Ноющие стоны души были теперь сродни стонам больной Пелагеи, давно истлевшей на деревенском погосте. Она, умирая, мучила по ночам молодых своих гостей, засыпавших в объятиях под звуки этих жалобно льющихся стонов. Иссохшее тело старушки сестра уже вынесла из дома, положив в прохладу тесного крыльца, где было легче умирать на деревянной кровати, отдавая последние силы дождю и солнцу, молниям и громам летних гроз, как если бы силы эти, отлетавшие из выболевшего тела, впитывали душистая земля и цветущая за оградой рябина, далекие звезды, голубеющие за волнистым стеклом окошка, и хлопотливые ласточки под крышей, продолжившие свою жизнь в народившихся птенцах.
О чем, кроме боли своей, думала Пелагея в те бессонные ночи и дни своего умирания, Темлякову заказано было знать. Да он и не пытался никогда проникнуть в душу умирающей старухи, стоны которой мешали ему в счастливо-беспечной деревенской жизни в Ракушине.
И что это за лето было такое хорошее! После ненастных дней яркое солнышко вместе с жаворонками, светом и звоном ласкало сытую землю. В ясной синеве к полудню собирались белые стаи очень красивых лебяжьих облаков. Земля попадала в прохладные их тени, краски ее меркли, но вновь вспыхивали, когда из-за края облака солнечный луч туманным щупальцем прикасался к душистой плоти зеленой земли.

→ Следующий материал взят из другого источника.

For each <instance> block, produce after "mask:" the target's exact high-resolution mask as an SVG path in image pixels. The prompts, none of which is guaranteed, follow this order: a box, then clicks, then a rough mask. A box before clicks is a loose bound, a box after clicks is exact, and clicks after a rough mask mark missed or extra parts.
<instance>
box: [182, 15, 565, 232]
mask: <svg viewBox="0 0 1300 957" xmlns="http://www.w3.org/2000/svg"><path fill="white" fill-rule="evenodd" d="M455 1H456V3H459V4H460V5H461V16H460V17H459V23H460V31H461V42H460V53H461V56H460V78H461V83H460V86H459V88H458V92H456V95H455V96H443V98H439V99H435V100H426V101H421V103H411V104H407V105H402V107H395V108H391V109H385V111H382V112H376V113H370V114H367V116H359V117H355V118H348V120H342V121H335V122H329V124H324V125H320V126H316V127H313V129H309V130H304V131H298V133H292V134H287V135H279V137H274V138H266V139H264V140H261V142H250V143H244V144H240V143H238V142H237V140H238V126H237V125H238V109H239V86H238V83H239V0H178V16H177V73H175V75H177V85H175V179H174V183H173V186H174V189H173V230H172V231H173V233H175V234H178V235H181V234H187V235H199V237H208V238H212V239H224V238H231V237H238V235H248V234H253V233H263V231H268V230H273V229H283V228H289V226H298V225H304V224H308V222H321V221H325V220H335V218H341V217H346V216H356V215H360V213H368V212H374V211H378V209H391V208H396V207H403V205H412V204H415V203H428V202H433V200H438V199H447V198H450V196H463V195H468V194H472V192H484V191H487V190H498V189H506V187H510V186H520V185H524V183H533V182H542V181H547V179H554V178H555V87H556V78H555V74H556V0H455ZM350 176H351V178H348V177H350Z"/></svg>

Колосилась рожь, цвели васильки, благовоние которых рождало в душе воспоминания о детстве, о плетеных венках, увядших на голове; луга белели от ромашек, а в лесу появились первые грибы.
Однажды Темляков ушел с сыном на реку. Дуняша осталась дома, сославшись на лень. Облака к этому времени, как бы утомившись, оседали обычно над дымчато-зеленым окоемом, сияя вокруг серебристым ожерельем, и освобождали зенит, обещая на завтра такой же васильково-душистый, благостный день, с прохладой и зноем, с трепетным звоном жаворонков и с легкими ветерками, шевелящими полотняные занавески на окне.
Но на этот раз они уплотнились, скучились в небе, донышки их набрякли тьмою, солнце подолгу скрывалось за ними. Муравейник, мимо которого вела к реке среди струнных сосен узловатая тропинка, шипел от суетливого копошения его железных жителей, раскаленных в дневном зное и остывающих теперь. На реке гулял порывистый ветер, взъерошивая тут и там маслянистое течение и шершавя реку.
Ветви прибрежных кустов стали уже раскачиваться, когда Темляков понял, оглядевшись, что приближается сильная гроза. От лебяжьего покоя, который обычно царил в это время в небесах, не осталось и следа. Ему даже почудилось, что солнце странно заворочалось в дымчатых лоскутьях облаков, затягивавших его, и все дальше и дальше улетало от земли, уменьшаясь в размерах.
Он смотал свою и Николашину удочки и, схватив за руку расплакавшегося сына, не хотевшего признавать никакой грозы, потащил его от реки короткой дорогой через лес к дому.